Justin: see the pseudo-sexual aspect of the Joker in The Dark Knight Returns, the blatantly sexual aspect of the new Joker in The Dark Knight Strikes Again, a goofy Joker wanting to defile Batman’s corpse in Batman Cacophony, etc. (I think The Killing Joke had something about Batman being the only other real person to him, but I haven’t read it in awhile. Maybe that was Arkham Asylum?) Ledger’s and Hammil’s are my favorite portrayals of the character so far.
NB: There is a third pretend origin. We just don’t get to hear it because Batman doesn’t take the time to listen to it.
Also, I’m surprised that no one’s mentioned Arkham Asylum here yet, because I know that’s one of the books Ledger read to prepare for the role and is one of if — if not the — seminal Joker/Batman stories.

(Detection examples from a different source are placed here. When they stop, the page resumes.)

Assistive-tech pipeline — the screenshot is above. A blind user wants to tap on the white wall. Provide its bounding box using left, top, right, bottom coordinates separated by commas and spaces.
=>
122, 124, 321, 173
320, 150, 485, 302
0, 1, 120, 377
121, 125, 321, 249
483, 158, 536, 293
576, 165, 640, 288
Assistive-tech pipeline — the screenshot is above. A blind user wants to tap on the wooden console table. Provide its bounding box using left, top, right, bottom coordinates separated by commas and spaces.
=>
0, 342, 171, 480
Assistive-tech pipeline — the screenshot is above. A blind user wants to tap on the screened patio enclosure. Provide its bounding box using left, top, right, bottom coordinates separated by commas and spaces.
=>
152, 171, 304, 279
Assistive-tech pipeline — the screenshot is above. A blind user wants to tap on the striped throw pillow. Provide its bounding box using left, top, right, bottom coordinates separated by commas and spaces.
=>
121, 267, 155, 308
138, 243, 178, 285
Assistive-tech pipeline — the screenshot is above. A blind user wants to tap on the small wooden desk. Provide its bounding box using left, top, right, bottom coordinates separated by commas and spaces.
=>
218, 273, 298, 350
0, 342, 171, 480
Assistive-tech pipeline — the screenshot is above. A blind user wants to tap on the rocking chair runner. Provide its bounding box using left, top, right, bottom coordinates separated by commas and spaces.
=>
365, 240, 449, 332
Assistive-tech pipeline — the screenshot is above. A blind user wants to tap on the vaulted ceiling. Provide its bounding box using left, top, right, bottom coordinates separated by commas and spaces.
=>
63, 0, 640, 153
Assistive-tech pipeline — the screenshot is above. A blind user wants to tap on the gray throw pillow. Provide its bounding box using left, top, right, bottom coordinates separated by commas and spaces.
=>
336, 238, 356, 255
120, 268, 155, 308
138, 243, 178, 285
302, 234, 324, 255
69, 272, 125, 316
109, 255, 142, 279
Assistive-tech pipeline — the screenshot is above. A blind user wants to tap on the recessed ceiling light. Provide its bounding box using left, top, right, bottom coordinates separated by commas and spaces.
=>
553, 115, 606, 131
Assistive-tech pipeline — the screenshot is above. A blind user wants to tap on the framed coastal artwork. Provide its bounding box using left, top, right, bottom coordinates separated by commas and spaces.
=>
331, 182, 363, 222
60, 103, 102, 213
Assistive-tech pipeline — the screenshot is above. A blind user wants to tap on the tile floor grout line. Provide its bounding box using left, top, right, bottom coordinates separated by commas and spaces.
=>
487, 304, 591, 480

The basic point that Arkham establishes is that Batman is, in some sense, as crazy as the Joker — he’s a grown man who dresses in a bat suit and jumps around on rooftops at night. He’s doing this because of psychological trauma he suffered as a result of witnessing his parents’ murders.
The Joker is a necessary foil for Batman — he exists (as Frank Miller put it in TDKR) as the result of The Batman. As the Joker says in TDK, life without the Batman would be “boring.” And that’s the point — the Joker would be bored if he just had to go back to ripping off mob dealers. That’s why he’s so thrilled that Batman can’t just walk away — it lets the hilarious game of explosions and murder and high drama continue.
The way I’ve always understood the Joker’s motivation is that he understands that *he’s a supervillain* and he loves it. He not a Bond villain — he doesn’t really care about money or justice or control — all he wants to do is kill and burn and play in the hilarious high drama of it all. He’s not serial-killer redux, either; he doesn’t get off on pain or sex — what he enjoys is the game. To the extent he wants to drive other people over the edge, that, too, is a fun game.
The way to see the Joker is as a kid poking at an anthill and laughing as he watches all the little ants scurry about not knowing what’s going on. And humans are even better, because they can be manipulated in more interesting ways.
The Joker is like the main character in his own little personal game of Grand Theft Auto and he loves every minute of it. And that’s the point of Batman, too — how much less fun would GTA be if there was no Army to chase after you at 5 stars?